If a long series (50 to 2000) of amino acids all hooked up in a chain, the resulting polypeptide would be called a protein. Proteins can be very complex as there are 20 amino acids that can be used. Think of the combinations and permutations, especially in a large polypeptide!
Proteins get even more complex when structure is considered. The sequence of arrangement of amino acids in a protein is called the protein’s primary structure. Take that chain and twist it into a helix pattern and you have the secondary structure. You could also obtain a protein of secondary structure by laying chains beside chains in a pleated sheet format. This name derives from the fashion industry where fabric can be folded back onto itself to create folds (pleats). Imagine taking chains of protein, laying them side by each and then doing some folding to create a wrinkled pattern. Now, if you bend these secondary structures in complicated ways so that the R attachments hook to each other you have a tertiary structured protein. At the root of this structural alignment are electric charge and pH. Positive and negative charges attract. If the functional R groups on various amino acids in the protein have opposite charges, there is a tendency to create the secondary and tertiary structures. The pH of the protein chain will also help determine whether or not the functional groups carry a positive or a negative charge.

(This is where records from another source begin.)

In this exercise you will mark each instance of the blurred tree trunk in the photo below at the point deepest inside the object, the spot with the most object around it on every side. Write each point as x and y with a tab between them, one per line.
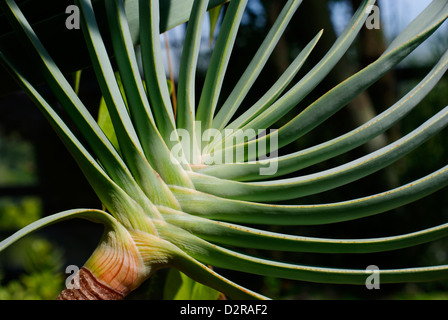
311	17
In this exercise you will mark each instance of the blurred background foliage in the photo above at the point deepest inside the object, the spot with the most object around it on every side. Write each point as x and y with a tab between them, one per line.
38	177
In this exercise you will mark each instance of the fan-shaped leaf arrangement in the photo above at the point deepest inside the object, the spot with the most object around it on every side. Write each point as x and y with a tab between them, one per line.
180	188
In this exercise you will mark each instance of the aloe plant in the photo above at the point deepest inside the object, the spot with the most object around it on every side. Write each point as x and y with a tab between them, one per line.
170	211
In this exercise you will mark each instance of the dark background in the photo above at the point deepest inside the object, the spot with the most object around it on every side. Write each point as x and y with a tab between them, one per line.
39	177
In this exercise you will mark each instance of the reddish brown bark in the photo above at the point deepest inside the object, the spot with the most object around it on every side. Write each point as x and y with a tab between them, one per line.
90	289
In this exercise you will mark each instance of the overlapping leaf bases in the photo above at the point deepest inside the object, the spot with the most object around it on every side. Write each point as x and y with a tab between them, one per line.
198	211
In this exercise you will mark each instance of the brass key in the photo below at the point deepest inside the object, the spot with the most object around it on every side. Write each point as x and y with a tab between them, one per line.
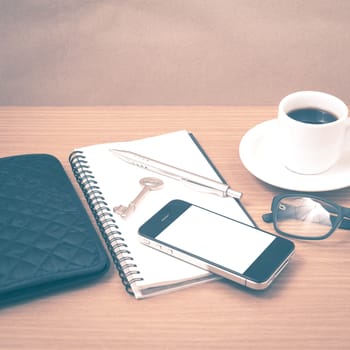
149	184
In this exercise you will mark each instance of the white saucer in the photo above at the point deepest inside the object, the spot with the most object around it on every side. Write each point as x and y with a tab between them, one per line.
259	153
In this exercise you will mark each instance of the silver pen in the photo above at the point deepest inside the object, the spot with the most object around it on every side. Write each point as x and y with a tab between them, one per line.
184	176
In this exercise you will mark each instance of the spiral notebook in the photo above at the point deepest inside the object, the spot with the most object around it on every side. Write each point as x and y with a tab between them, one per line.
108	181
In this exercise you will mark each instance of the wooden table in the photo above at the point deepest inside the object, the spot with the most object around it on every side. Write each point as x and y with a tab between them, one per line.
308	307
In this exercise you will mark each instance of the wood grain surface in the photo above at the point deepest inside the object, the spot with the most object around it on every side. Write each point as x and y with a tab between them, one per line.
308	307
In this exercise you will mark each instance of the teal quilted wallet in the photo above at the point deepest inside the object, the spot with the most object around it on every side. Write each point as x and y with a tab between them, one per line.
47	241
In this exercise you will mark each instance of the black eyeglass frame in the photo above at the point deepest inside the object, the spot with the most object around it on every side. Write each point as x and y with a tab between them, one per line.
342	220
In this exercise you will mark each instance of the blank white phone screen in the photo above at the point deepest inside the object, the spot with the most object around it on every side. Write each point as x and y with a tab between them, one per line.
217	239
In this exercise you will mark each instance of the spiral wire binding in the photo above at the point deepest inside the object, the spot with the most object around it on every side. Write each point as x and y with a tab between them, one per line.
104	218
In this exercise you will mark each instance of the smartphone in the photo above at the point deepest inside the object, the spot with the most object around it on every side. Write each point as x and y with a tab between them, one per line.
226	247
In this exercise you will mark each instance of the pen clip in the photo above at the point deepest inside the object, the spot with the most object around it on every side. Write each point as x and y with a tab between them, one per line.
202	188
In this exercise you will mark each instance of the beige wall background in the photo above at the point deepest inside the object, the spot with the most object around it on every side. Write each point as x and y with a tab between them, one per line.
189	52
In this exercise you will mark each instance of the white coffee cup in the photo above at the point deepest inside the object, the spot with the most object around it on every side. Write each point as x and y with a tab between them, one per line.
307	148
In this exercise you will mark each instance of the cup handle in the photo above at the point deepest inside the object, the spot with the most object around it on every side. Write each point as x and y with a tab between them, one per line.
347	132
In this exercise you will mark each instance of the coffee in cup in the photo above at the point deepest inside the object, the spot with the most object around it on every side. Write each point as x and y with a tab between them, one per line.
312	131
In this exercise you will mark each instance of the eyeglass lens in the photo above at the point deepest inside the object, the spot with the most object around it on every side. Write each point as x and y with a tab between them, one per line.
305	217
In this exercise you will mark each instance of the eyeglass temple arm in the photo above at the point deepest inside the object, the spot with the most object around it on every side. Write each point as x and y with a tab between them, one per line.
345	224
268	218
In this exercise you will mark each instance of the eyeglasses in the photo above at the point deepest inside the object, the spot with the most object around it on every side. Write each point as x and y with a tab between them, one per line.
306	216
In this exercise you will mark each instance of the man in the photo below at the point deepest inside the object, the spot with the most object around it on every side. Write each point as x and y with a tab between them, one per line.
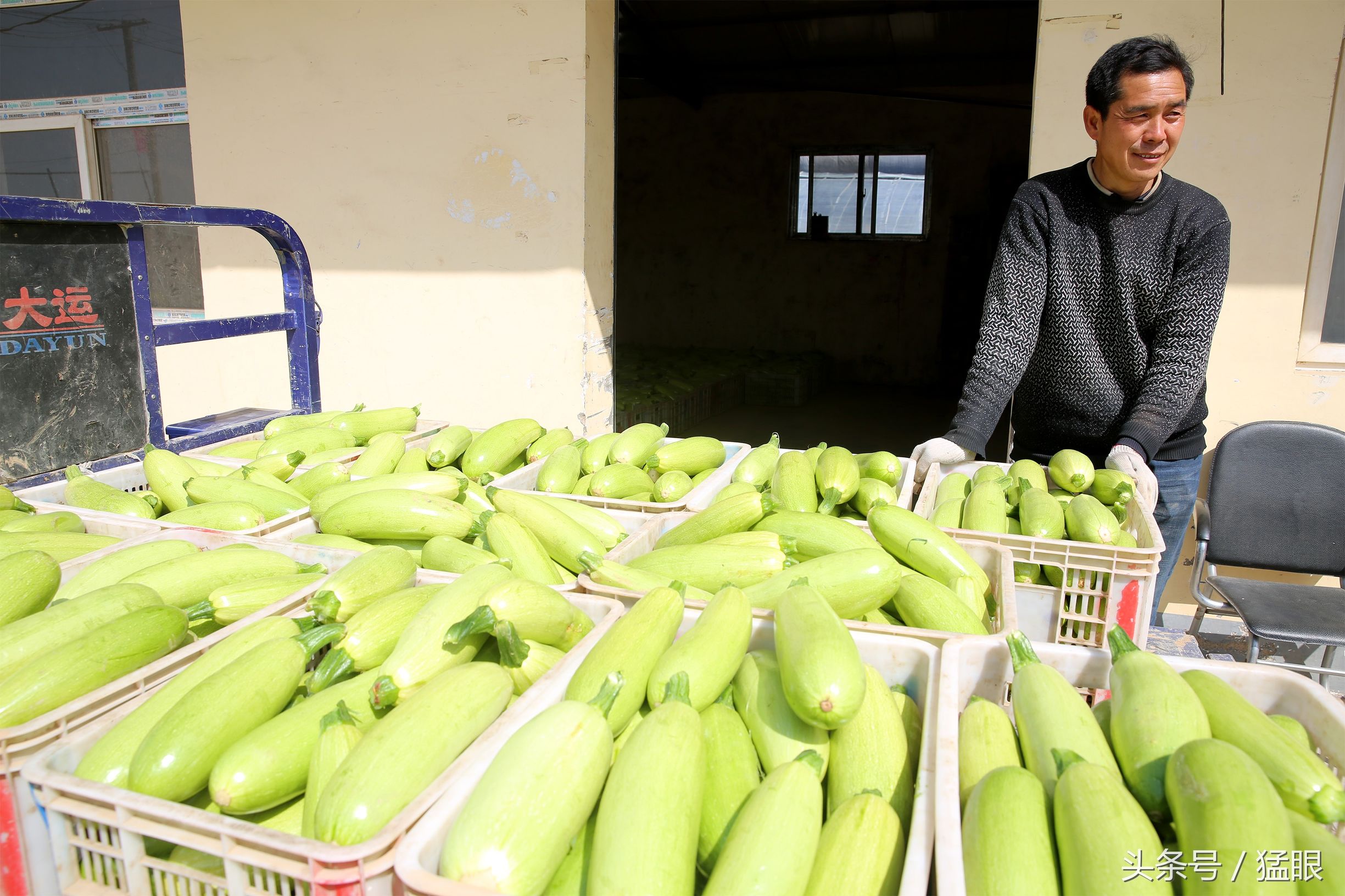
1103	300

Take multiple tertiary structures and link them together. The result will be a quaternary structured protein. Again, think of the permutations and combinations.
Proteins are at the very crux of yeast cell structure. Without amino acids there would be no protein and no yeast cellular structures. Each of the internal organelles in a tiny yeast cell are made of an array of proteins. In fact, the yeast cell contains thousands of genes (genetic DNA segments) that serve to encode protein structure.
The world of protein is a daunting one at best.